Le jeudi 29 avril 2010 à 20:23 +0200, Andi Kleen a écrit :
On Thu, Apr 29, 2010 at 07:56:12PM +0200, Eric Dumazet wrote:
quoted
Le jeudi 29 avril 2010 à 19:42 +0200, Andi Kleen a écrit :
quoted
quoted
Andi, what do you think of this one ?
Dont we have a function to send an IPI to an individual cpu instead ?
That's what this function already does. You only set a single CPU
in the target mask, right?
IPIs are unfortunately always a bit slow. Nehalem-EX systems have X2APIC
which is a bit faster for this, but that's not available in the lower
end Nehalems. But even then it's not exactly fast.
I don't think the IPI primitive can be optimized much. It's not a cheap
operation.
If it's a problem do it less often and batch IPIs.
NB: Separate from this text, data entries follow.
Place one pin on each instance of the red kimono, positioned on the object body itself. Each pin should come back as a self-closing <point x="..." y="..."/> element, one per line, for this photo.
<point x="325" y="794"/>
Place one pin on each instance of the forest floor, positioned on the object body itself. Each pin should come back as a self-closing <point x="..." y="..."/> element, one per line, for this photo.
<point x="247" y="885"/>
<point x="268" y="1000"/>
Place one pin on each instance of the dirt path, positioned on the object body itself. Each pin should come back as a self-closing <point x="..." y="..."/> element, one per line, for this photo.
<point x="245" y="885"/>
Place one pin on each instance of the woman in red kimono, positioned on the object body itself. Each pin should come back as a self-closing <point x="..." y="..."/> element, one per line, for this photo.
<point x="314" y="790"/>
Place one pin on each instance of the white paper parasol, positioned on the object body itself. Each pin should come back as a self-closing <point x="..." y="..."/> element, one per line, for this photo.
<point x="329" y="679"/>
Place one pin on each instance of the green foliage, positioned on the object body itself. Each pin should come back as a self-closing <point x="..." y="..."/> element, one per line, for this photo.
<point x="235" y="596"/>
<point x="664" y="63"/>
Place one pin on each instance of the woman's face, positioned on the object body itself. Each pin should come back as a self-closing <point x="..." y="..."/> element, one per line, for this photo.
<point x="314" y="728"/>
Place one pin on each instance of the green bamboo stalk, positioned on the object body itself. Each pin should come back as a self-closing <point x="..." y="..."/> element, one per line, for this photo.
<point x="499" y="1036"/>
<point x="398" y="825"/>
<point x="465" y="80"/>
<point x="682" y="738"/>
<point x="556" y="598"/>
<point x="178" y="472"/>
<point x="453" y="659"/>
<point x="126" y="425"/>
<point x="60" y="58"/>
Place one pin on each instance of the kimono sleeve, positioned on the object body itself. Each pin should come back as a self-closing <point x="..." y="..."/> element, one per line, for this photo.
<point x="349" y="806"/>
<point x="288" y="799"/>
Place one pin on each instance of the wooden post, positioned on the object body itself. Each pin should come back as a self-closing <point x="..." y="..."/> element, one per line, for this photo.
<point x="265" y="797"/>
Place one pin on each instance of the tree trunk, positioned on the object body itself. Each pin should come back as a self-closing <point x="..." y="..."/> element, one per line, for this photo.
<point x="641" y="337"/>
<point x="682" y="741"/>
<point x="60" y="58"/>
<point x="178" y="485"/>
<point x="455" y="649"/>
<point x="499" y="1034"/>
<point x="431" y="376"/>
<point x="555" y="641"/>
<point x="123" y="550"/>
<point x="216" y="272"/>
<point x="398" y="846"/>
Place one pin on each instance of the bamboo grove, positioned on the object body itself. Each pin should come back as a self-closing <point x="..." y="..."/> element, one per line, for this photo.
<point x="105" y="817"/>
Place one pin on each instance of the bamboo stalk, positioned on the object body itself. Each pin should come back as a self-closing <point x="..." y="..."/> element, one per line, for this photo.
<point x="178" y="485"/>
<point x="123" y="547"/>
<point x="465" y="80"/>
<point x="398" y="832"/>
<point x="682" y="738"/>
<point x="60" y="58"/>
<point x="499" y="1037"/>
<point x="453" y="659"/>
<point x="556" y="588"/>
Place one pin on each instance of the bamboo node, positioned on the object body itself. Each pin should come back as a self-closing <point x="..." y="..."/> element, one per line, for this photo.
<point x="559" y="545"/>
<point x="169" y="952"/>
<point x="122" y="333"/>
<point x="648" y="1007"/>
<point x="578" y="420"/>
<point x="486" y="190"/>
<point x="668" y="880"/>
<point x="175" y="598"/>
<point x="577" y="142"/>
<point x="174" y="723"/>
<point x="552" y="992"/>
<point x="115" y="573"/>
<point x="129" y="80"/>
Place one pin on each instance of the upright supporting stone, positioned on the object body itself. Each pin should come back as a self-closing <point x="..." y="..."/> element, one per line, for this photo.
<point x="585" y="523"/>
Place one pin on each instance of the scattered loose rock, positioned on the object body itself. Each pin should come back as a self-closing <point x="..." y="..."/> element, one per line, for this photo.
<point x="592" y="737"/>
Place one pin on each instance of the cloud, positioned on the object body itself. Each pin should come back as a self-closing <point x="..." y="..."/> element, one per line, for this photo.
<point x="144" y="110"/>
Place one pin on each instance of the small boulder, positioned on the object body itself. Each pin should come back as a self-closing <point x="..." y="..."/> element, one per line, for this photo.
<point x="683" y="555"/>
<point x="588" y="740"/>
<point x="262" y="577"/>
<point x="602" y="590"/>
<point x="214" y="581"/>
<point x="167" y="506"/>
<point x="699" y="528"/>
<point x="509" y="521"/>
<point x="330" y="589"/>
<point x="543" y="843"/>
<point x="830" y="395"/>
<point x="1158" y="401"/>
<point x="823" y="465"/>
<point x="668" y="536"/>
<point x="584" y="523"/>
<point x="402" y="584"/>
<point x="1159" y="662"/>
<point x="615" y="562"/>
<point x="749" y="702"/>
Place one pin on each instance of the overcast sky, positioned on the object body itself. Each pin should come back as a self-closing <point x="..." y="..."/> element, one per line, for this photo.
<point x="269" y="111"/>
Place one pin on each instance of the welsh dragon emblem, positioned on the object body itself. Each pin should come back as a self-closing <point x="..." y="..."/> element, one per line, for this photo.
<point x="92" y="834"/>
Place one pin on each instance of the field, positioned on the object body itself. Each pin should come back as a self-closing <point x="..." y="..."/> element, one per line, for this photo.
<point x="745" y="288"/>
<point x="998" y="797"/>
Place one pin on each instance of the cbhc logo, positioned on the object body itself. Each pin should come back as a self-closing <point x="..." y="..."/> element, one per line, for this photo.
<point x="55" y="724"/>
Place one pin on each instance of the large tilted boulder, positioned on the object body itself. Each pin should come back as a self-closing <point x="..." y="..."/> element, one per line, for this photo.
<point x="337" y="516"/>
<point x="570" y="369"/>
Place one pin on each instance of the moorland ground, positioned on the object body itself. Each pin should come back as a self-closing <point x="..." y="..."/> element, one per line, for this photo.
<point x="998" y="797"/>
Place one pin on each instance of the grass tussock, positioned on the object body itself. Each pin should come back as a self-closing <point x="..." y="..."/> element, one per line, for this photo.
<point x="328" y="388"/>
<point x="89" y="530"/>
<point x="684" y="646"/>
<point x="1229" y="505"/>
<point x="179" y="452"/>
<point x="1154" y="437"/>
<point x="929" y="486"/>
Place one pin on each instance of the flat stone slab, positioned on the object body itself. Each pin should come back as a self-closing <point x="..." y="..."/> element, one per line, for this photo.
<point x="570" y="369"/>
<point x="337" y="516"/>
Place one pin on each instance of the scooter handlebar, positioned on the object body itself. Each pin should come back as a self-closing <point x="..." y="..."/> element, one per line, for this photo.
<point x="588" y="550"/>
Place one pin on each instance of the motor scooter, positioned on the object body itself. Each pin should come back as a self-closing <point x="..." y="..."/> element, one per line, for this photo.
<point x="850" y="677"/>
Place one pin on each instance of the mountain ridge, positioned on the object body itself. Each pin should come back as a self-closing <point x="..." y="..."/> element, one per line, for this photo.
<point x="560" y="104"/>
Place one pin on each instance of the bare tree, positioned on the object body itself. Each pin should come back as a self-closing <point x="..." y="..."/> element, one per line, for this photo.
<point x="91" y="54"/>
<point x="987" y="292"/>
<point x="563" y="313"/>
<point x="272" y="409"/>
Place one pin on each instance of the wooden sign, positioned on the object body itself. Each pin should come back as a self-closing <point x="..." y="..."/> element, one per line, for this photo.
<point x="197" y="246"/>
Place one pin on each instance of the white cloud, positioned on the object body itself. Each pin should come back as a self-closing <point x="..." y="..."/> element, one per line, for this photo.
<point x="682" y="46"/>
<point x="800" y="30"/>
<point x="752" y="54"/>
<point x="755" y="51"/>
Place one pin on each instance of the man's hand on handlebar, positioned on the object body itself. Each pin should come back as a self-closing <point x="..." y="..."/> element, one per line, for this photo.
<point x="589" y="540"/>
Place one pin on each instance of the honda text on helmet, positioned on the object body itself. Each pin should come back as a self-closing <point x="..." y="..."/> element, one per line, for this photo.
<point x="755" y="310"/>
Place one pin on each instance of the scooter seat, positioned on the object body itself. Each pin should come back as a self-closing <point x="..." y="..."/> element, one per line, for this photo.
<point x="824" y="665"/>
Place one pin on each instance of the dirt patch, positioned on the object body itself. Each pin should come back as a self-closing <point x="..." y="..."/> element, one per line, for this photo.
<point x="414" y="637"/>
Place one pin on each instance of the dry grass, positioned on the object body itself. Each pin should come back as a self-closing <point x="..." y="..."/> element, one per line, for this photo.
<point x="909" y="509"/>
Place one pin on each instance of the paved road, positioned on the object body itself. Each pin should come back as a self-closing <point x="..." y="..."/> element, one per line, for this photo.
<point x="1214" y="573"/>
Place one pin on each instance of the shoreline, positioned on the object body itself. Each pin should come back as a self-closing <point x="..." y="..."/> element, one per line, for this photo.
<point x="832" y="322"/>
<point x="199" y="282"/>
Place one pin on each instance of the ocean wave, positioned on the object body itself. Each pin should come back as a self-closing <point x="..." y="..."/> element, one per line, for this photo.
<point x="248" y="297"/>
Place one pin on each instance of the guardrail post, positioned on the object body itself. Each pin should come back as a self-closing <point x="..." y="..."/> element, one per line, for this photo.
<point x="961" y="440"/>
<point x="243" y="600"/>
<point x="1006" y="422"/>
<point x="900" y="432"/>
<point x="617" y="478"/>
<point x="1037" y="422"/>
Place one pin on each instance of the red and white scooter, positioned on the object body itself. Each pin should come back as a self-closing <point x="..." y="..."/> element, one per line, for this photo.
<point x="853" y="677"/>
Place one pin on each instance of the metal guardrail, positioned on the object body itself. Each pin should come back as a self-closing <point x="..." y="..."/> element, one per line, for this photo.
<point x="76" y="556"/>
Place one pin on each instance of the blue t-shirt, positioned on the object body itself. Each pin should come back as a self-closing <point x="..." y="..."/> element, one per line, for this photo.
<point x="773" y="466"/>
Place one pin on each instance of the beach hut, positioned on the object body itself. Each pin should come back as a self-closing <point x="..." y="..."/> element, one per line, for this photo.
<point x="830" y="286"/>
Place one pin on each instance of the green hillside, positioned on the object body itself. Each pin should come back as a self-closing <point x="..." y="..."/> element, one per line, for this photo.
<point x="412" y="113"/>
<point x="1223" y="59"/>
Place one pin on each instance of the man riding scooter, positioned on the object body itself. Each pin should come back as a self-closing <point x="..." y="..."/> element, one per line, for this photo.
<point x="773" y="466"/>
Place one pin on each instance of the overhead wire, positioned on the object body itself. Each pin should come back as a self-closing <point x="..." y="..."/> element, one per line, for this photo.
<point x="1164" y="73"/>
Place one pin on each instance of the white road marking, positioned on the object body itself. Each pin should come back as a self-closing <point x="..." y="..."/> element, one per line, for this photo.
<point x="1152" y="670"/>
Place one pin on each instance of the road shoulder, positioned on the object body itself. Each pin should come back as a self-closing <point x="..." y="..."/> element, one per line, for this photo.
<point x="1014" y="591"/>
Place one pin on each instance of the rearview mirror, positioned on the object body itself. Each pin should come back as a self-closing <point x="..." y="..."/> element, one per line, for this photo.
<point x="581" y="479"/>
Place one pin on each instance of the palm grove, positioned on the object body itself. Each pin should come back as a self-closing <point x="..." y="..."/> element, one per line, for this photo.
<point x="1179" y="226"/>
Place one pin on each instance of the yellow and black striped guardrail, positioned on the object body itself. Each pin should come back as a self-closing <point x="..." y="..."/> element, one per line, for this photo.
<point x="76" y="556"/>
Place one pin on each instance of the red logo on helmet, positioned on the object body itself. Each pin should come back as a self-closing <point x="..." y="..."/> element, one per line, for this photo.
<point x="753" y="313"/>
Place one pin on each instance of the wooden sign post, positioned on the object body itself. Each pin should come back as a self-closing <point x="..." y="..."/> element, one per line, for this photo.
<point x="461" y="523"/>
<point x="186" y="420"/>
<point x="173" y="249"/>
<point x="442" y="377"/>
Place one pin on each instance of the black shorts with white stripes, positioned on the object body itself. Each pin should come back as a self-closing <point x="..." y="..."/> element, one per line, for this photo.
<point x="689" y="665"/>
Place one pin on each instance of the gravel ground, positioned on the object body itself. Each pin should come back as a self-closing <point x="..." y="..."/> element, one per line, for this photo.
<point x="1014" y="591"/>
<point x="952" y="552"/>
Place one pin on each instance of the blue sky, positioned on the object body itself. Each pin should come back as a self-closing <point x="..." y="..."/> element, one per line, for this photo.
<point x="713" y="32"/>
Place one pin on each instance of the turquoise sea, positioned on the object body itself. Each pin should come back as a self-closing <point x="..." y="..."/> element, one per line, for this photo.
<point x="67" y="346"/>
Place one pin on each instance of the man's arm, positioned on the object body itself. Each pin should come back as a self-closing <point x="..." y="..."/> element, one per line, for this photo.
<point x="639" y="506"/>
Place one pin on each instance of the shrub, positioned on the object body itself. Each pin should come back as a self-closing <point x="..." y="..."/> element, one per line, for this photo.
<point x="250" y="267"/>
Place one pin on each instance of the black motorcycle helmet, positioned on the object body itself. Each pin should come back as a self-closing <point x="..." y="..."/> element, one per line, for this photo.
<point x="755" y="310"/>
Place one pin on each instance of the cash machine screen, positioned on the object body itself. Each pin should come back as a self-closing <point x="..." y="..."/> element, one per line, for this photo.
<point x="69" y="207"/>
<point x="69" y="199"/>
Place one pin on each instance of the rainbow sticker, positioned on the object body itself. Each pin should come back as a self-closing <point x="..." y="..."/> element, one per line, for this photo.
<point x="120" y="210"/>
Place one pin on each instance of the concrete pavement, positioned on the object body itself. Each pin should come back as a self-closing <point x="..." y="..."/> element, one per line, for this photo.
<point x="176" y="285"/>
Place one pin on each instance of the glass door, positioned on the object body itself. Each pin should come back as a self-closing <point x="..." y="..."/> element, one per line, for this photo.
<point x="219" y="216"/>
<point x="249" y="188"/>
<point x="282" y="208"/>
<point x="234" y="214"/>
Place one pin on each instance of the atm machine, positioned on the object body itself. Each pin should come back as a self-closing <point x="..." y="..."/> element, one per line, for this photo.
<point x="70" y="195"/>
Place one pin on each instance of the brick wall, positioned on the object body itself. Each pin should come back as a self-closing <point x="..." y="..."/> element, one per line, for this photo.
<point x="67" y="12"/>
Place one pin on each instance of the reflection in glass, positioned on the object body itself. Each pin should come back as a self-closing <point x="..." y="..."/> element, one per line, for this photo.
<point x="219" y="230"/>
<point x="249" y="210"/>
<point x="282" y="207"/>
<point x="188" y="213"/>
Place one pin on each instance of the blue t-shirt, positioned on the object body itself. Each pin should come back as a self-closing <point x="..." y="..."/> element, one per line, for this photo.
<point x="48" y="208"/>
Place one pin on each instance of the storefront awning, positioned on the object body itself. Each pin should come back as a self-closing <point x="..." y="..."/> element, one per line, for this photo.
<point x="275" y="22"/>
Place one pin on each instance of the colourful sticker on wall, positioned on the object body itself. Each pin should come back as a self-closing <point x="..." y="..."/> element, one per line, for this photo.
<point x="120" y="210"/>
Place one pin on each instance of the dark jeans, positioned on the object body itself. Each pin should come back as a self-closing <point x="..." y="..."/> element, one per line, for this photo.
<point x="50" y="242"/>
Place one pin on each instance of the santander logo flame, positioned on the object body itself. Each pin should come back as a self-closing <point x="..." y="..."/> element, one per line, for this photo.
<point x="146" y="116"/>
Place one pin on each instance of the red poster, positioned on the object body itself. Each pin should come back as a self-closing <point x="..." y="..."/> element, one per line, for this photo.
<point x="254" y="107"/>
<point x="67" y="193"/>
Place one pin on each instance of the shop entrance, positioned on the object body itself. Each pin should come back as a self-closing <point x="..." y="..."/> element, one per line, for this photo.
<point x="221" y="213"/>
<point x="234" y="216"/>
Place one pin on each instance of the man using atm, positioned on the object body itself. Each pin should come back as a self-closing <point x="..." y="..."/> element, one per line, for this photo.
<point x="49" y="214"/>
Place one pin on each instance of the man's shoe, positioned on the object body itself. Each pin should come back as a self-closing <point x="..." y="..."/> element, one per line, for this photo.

It's essentially the same problem as interrupt mitigation or NAPI
are solving for NICs. I guess just need a suitable mitigation mechanism.
Of course that would move more work to the sending CPU again, but
perhaps there's no alternative. I guess you could make it cheaper it by
minimizing access to packet data.
-Andi
Well, IPI are already batched, and rate is auto adaptative.
After various changes, it seems things are going better, maybe there is
something related to cache line trashing.
I 'solved' it by using idle=poll, but you might take a look at
clockevents_notify (acpi_idle_enter_bm) abuse of a shared and higly
contended spinlock...
acpi_idle_enter_bm should not be executed on a Nehalem, it's obsolete.
If it does on your system something is wrong.
Ahh, that triggers a bell. There's one issue that if the remote CPU is in a very
deep idle state it could take a long time to wake it up. Nehalem has deeper
sleep states than earlier CPUs. When this happens the IPI sender will be slow
too I believe.
Are the target CPUs idle?
Yes, mostly, but about 200.000 wakeups per second I would say...
If a cpu in deep state receives an IPI, process a softirq, should it
come back to deep state immediately, or should it wait for some
milliseconds ?
Perhaps need to feed some information to cpuidle's governour to prevent this problem.
idle=poll is very drastic, better to limit to C1
How can I do this ?
Thanks !